Essa Bienal tinha um forte aspecto social e político. Então era fácil fazer uma conexão. Eu concordo: “Como Viver Junto” tem 360 graus de interpretação. Até achei dos títulos mais bonitos utilizados no passado. Mas acho que a intencionalidade desse título era dar um determinado tipo de leitura social e política sobre a arte. Talvez esteja errado. Outro título que achei fantástico, a exposição nem tanto, foi a “Bienal do Vazio”. Uma das primeiras coisas que eu pensei foi: que pena que esse título já foi usado. Porque tem um potencial e se relaciona com a história da Bienal. E foi uma Bienal que recuperou o arquivo. As primeiras bienais não tiveram título. Acho que “A Grande Tela”, que foi a primeira que trabalhou com um título formal que queria expressar uma intenção curatorial. Acho que a questão não é ter título ou não ter título, e mais se esse título tem uma intenção de organizar o conteúdo ou não. Você pode organizar uma experiência, mas não um tipo de arte. Uma das hipóteses para trabalhar é por que não ter sete exposições diferentes numa bienal? Por que tem de ser uma exposição com um assunto? Por que não podem ser sete exposições com sete assuntos? Poderia ser uma coisa formalista, outra mais social, outra mais pintura e outra performance? Acho que tem um pouco essa ideia que uma bienal tem de escolher, defender uma linguagem ou um assunto em cima de outros, que acho que, novamente, foi supernecessário num momento para organizar, acho que foi importante fazer esses statements, mas acho que o nosso assunto hoje social é essa questão da diversidade, entendida com um sentido mais amplo, como enfrentar realidades que às vezes estão em conflito uma com a outra. Não tentar unir e fazer um statement sobre o estado da arte hoje. Eu não sinto nenhuma vontade nem autoridade para falar isto. A minha função não é essa. Sei lá, é uma infinidade de coisas. Eu posso fazer um recorte, posso tentar organizar isso de alguma forma mas não dizer que a arte é isso ou aquilo. Isso também é uma sensibilidade comum hoje. A diversidade é um conceito muito importante. Também para a formação da equipe.

A Bienal tem formado equipes multinacionais de curadores.

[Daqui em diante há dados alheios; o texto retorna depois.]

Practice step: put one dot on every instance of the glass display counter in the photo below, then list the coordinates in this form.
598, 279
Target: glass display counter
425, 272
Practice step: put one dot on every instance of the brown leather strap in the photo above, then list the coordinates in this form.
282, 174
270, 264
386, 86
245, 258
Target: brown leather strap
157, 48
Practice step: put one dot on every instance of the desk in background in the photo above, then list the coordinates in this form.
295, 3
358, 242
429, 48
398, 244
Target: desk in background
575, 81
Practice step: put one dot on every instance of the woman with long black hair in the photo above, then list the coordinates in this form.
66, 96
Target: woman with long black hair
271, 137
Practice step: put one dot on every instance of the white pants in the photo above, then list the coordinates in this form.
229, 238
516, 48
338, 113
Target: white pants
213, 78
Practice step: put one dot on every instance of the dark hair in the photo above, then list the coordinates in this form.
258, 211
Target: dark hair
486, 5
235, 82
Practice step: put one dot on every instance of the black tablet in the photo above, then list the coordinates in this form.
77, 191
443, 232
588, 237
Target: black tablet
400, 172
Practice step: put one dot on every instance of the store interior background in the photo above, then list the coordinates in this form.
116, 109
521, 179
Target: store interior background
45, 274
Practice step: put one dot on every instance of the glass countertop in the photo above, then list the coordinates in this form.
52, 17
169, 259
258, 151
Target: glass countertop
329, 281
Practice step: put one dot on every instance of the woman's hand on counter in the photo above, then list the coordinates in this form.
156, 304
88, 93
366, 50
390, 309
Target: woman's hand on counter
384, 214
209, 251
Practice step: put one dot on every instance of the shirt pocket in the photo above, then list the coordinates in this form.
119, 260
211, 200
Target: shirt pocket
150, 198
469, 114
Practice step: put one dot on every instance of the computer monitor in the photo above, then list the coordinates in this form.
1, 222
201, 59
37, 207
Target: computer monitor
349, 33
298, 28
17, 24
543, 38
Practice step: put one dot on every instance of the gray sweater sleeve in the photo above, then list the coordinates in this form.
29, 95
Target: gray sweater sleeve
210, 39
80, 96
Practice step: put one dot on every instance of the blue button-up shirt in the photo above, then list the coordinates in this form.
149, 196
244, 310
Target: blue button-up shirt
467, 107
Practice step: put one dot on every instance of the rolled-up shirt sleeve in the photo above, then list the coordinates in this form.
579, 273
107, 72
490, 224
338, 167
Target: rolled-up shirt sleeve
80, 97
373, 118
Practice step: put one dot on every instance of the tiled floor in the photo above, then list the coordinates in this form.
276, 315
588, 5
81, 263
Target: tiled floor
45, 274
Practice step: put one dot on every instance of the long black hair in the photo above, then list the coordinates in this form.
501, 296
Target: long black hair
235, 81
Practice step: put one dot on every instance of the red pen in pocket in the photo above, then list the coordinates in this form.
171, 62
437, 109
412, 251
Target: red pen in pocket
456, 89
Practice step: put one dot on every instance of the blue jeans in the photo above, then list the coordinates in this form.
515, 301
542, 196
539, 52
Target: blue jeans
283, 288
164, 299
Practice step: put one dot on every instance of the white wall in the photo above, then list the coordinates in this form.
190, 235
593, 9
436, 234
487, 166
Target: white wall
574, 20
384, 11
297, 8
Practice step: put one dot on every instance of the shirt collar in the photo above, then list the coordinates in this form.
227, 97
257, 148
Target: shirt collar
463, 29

Agora há muita conversa sobre diversidade. E ainda por cima, para complicar mais, existe a diversidade cognitiva. Quer dizer, como as pessoas pensam diferente. Por exemplo, você pode ter um homem branco e uma mulher negra que por xis motivos pensam do mesmo jeito. Num nível você resolveu o problema de diversidade, mas se eles pensam do mesmo jeito talvez não. E talvez tenham duas pessoas do mesmo grupo étnico, econômico etc. que realmente têm uma diversidade na forma de pensar. Essa questão da diversidade é muito complexa, atravessa de tantas formas diferentes. Acho que a arte tem muito a falar sobre isso. Porque justamente uma obra em encontro com um universo articulado, organizado, entra em conflito e em ressonância com tudo ao redor. São questões do nosso momento histórico.